Durante reunião ministerial no Palácio do Planalto, Lula afirmou ter sido “pego de surpresa” pelo anúncio feito por Washington. Ele relatou que, na última visita aos EUA, acordou com Trump um prazo de 30 dias para que representantes comerciais dos dois países buscassem consenso. Segundo o presidente, o período ainda não expirou.
“Na reunião anterior tivemos divergência entre nossos ministros do Comércio. Sugeri ao Trump que déssemos 30 dias para eles se entenderem. Nada foi concluído até agora, por isso a surpresa com um novo comunicado de taxação”, disse.
Tarifas podem chegar a 37,5%
Na terça-feira (2), investigação de um escritório do governo norte-americano concluiu que 60 países, entre eles o Brasil, não coíbem a importação de itens produzidos com trabalho forçado. Como resposta, foi sugerida tarifa adicional de 12,5% sobre todas as mercadorias desses países. O percentual se somaria à alíquota de 25% proposta em relatório divulgado na segunda-feira (1º), que acusa o Brasil de práticas que “oneram ou restringem” o comércio bilateral. A combinação pode elevar a sobretaxa a 37,5%, próxima dos 40% aplicados no ano passado.

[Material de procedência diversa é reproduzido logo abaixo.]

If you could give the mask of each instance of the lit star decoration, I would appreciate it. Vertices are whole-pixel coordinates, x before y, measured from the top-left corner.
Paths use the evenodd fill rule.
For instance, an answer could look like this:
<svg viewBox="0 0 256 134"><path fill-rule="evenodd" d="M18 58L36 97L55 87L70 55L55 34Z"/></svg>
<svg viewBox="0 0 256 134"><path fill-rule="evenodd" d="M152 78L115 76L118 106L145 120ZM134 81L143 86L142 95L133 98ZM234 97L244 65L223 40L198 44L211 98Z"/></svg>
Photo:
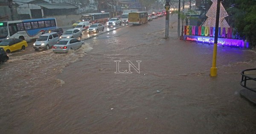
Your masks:
<svg viewBox="0 0 256 134"><path fill-rule="evenodd" d="M206 20L203 26L204 26L215 27L215 23L216 22L216 12L217 11L217 0L211 0L212 2L212 4L210 7L210 9L207 12L206 16L208 18ZM226 28L226 32L227 31L227 28L230 27L225 17L228 16L228 14L225 10L225 9L221 3L221 7L220 9L220 18L219 20L219 27L221 27L221 29L224 27Z"/></svg>

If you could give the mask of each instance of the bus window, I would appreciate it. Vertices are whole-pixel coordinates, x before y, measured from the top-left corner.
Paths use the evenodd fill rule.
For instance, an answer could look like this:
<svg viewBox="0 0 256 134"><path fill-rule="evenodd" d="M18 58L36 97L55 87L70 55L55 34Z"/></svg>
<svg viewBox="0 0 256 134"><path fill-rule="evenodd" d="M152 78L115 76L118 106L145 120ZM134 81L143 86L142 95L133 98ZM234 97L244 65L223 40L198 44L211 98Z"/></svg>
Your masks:
<svg viewBox="0 0 256 134"><path fill-rule="evenodd" d="M38 23L37 22L32 22L31 25L33 29L36 29L39 28Z"/></svg>
<svg viewBox="0 0 256 134"><path fill-rule="evenodd" d="M55 23L55 20L51 20L51 26L52 27L56 26L56 23Z"/></svg>
<svg viewBox="0 0 256 134"><path fill-rule="evenodd" d="M45 20L44 23L46 27L51 27L51 23L49 20Z"/></svg>
<svg viewBox="0 0 256 134"><path fill-rule="evenodd" d="M31 27L31 24L30 24L30 23L23 23L23 24L25 30L29 30L31 29L32 29L32 27Z"/></svg>
<svg viewBox="0 0 256 134"><path fill-rule="evenodd" d="M12 36L17 32L17 27L15 23L9 24L9 32L10 32L10 36Z"/></svg>
<svg viewBox="0 0 256 134"><path fill-rule="evenodd" d="M17 23L17 27L18 28L18 30L19 31L24 31L25 29L23 23Z"/></svg>
<svg viewBox="0 0 256 134"><path fill-rule="evenodd" d="M39 25L39 28L43 28L45 27L44 21L38 21L38 25Z"/></svg>

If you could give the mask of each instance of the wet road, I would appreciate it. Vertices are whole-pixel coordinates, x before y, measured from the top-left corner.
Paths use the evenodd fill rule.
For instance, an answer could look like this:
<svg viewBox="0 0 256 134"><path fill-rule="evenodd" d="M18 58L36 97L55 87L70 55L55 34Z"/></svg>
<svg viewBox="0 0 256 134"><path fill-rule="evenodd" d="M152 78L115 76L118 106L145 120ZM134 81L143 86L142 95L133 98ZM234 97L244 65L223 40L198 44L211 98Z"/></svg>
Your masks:
<svg viewBox="0 0 256 134"><path fill-rule="evenodd" d="M124 27L67 54L13 56L0 69L0 133L255 133L256 107L239 91L256 52L218 46L211 77L213 46L179 41L177 28L166 40L164 23ZM116 60L120 71L141 60L140 73L115 74Z"/></svg>

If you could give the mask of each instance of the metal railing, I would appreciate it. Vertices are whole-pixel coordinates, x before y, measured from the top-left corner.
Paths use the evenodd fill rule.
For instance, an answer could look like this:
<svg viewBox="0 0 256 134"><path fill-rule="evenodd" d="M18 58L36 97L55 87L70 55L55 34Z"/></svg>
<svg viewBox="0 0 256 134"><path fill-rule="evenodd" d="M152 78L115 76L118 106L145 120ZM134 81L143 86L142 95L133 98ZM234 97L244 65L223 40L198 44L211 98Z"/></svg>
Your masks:
<svg viewBox="0 0 256 134"><path fill-rule="evenodd" d="M256 70L256 68L245 69L242 71L242 72L241 72L241 74L242 75L242 80L240 82L240 85L243 87L250 91L256 92L256 88L252 88L251 87L248 87L246 86L246 82L247 80L253 80L256 82L256 78L253 78L247 75L244 74L245 71L253 70Z"/></svg>

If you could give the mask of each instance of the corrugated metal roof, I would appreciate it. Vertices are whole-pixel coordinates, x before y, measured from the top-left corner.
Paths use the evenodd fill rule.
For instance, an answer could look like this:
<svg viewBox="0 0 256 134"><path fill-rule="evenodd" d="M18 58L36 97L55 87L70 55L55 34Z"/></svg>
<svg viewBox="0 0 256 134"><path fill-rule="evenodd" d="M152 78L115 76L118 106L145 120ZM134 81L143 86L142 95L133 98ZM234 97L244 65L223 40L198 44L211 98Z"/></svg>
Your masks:
<svg viewBox="0 0 256 134"><path fill-rule="evenodd" d="M77 9L78 7L67 3L34 3L47 9Z"/></svg>

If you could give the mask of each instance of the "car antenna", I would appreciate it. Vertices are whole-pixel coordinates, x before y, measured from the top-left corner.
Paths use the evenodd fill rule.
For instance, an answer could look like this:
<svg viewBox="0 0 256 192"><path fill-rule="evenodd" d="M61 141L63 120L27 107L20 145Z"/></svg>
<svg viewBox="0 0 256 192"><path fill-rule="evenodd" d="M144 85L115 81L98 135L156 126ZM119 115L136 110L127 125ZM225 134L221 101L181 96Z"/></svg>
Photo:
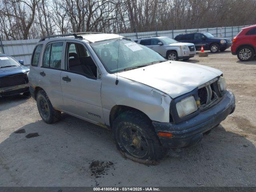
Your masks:
<svg viewBox="0 0 256 192"><path fill-rule="evenodd" d="M119 44L120 43L120 30L119 30L119 36L118 37L118 49L117 52L117 64L116 64L116 85L118 84L118 80L117 79L117 71L118 69L118 58L119 57Z"/></svg>

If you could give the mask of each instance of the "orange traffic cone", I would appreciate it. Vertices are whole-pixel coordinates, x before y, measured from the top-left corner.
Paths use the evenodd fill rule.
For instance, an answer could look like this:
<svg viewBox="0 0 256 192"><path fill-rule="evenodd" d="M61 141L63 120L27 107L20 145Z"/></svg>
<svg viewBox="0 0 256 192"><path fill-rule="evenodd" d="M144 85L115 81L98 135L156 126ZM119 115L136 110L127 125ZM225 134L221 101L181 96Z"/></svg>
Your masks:
<svg viewBox="0 0 256 192"><path fill-rule="evenodd" d="M204 46L202 45L201 47L201 52L202 53L204 52Z"/></svg>

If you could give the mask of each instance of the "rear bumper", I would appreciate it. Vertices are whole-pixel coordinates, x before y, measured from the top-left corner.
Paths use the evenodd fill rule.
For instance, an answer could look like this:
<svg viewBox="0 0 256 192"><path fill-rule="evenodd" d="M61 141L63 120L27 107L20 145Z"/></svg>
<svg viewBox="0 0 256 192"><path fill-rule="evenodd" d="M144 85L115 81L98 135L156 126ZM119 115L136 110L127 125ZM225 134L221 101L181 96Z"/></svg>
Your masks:
<svg viewBox="0 0 256 192"><path fill-rule="evenodd" d="M200 142L204 134L217 126L234 111L235 107L235 97L227 91L217 104L187 121L177 124L155 122L152 124L157 133L173 135L171 138L159 137L163 146L172 148L187 147Z"/></svg>
<svg viewBox="0 0 256 192"><path fill-rule="evenodd" d="M31 86L29 86L29 92L30 92L30 95L34 100L36 100L36 95L35 94L35 93L36 92L35 91L35 89Z"/></svg>
<svg viewBox="0 0 256 192"><path fill-rule="evenodd" d="M11 87L0 88L1 96L16 95L29 91L28 84L16 85Z"/></svg>

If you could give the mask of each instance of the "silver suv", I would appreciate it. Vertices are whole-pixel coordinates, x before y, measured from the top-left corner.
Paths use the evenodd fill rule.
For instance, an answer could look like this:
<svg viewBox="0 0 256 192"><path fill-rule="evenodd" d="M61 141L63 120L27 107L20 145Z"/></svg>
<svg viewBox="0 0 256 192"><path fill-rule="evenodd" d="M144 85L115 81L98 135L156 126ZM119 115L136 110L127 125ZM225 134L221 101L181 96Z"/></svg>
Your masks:
<svg viewBox="0 0 256 192"><path fill-rule="evenodd" d="M134 42L152 49L169 60L186 60L196 54L193 43L179 42L168 37L146 37Z"/></svg>
<svg viewBox="0 0 256 192"><path fill-rule="evenodd" d="M114 34L42 38L28 78L46 123L62 112L109 129L124 156L145 163L196 144L235 109L220 71Z"/></svg>

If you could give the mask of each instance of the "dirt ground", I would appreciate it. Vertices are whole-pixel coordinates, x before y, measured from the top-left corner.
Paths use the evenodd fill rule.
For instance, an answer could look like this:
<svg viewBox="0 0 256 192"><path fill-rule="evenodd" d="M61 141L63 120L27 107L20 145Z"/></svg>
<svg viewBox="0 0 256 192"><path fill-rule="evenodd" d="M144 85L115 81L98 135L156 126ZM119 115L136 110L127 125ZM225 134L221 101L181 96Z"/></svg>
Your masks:
<svg viewBox="0 0 256 192"><path fill-rule="evenodd" d="M124 158L104 128L66 114L47 124L32 98L0 98L0 186L256 186L256 60L229 50L189 62L222 70L236 101L197 146L146 166Z"/></svg>

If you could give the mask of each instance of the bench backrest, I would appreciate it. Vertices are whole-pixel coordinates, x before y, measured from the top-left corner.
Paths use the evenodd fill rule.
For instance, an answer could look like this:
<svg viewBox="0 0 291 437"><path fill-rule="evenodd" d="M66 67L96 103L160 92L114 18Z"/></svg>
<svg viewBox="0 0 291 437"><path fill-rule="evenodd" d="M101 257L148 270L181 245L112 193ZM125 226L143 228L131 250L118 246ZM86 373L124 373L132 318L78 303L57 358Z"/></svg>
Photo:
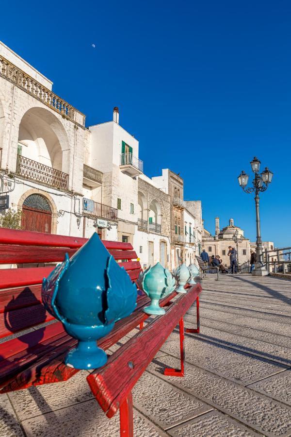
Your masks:
<svg viewBox="0 0 291 437"><path fill-rule="evenodd" d="M62 261L86 238L0 228L0 264ZM129 243L102 241L131 280L141 270ZM122 262L121 262L122 261ZM0 338L53 319L41 301L41 283L54 266L0 269Z"/></svg>
<svg viewBox="0 0 291 437"><path fill-rule="evenodd" d="M87 377L96 399L112 417L137 381L202 290L200 284L188 289L166 314L152 320L108 359L107 365Z"/></svg>

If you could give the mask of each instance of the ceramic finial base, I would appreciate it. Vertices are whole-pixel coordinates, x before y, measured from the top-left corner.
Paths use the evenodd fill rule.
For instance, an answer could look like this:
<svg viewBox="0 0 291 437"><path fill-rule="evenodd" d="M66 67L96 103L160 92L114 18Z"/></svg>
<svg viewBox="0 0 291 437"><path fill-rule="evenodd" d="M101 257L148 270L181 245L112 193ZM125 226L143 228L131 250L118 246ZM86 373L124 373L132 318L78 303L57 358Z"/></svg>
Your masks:
<svg viewBox="0 0 291 437"><path fill-rule="evenodd" d="M102 367L107 362L107 355L98 348L96 340L79 341L76 348L67 354L65 360L68 367L90 370Z"/></svg>

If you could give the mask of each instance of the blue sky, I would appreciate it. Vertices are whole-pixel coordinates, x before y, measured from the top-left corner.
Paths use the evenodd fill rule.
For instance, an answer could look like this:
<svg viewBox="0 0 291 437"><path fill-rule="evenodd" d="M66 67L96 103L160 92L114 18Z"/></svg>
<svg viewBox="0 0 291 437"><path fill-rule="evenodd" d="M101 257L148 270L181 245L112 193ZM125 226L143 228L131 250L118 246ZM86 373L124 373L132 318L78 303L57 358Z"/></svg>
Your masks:
<svg viewBox="0 0 291 437"><path fill-rule="evenodd" d="M149 176L180 172L184 198L256 238L252 195L237 177L257 155L274 172L261 197L262 236L291 246L291 2L16 0L0 39L87 116L140 141ZM94 48L92 44L95 44Z"/></svg>

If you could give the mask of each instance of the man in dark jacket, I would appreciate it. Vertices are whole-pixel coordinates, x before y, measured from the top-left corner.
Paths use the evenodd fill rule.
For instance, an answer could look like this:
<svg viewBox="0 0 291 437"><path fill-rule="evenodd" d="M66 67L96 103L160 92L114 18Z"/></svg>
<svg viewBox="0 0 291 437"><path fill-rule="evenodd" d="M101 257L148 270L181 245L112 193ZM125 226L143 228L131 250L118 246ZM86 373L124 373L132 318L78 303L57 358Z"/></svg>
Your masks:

Documentos entregues a Trump
Lula contou ter entregue pessoalmente a Trump quatro documentos considerados “muito importantes” para a relação bilateral, abordando combate a facções criminosas, exploração de terras raras e a guerra no Irã. “Saí convencido de que estávamos estabelecendo nova lógica democrática e civilizada entre Brasil e Estados Unidos”, afirmou.
Críticas a autoridades dos EUA
Sem poupar críticas, o chefe do Executivo voltou a chamar o secretário de Estado norte-americano, Marco Rubio, de “latino-americano frustrado”.
Alvo interno
Sem citar nomes, Lula também atacou políticos brasileiros que, segundo ele, apoiam as taxas com objetivo eleitoral. Chamou de “imbecil” quem acredita que a medida prejudicaria apenas uma candidatura e não a população.
Próximos passos
O presidente disse que enviará nova correspondência a Trump e publicará artigos na imprensa norte-americana e internacional defendendo a posição brasileira. “Escreverei quantos artigos forem necessários para mostrar que eles estão equivocados”, concluiu.